Cryo-Electron Tomography allows direct 3D visualization of a specimen.
In recent years, cryo-electron microscopy (cryo-EM) has become a standard approach in structural biology, it is limited to looking at single layers particles in ice. As specimens become more complex or crowded, particle densities begin to overlap, confounding the identification of components and preventing further analysis. This makes complex specimens such as membrane-associated complexes or cellular sections unammenable to standard cryo-EM approaches.
Cryo-electron tomography (cryo-ET) is a special subset of cryo-EM, where rather than taking a single image, a field of view is imaged multiple times while tilting the specimen. By taking a set of images at different views, a three-dimensional representation of the specimen can be reconstructed, bypassing the overlap problem, and allowing for the study of molecules in complex environments. While tomograms are typically low resolution, futher processing of cryo-ET data, such as by subtomogram averaging, can yield high-resolution molecular structures.
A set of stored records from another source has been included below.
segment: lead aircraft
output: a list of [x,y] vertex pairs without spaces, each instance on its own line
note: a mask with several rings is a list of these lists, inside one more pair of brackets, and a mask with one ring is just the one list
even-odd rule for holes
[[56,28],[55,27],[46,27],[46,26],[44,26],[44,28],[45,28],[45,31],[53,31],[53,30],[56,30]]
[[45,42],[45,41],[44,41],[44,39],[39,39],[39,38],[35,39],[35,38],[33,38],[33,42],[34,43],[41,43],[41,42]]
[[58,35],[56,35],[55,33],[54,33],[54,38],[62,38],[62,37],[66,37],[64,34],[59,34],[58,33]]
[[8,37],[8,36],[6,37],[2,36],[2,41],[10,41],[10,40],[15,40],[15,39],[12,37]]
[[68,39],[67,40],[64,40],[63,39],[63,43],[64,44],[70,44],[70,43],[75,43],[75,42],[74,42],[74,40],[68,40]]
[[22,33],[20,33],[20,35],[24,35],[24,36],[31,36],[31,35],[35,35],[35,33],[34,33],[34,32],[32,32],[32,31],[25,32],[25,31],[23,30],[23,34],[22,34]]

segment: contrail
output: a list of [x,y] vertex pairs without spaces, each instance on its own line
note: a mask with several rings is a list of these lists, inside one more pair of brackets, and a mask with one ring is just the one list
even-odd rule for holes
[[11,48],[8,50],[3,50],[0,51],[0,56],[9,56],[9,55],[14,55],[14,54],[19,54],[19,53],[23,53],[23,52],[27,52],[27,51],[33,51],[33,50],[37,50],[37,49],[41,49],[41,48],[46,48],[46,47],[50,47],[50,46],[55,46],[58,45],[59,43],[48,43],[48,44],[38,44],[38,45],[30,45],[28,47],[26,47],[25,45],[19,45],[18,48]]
In order to understand viral life cycles, the bulk of our work will be studying viral components in complex, near-native environments. This includes molecular assemblies within intact viruses or virus-like particles, or viral machinery within host cells. It is only within these environments where we obtain structural information with proper biological context. As such, to obtain the best biological results, part of our group’s focus is to optimize and develop cryo-ET methods, including sample preparation, data collection, and computational approaches.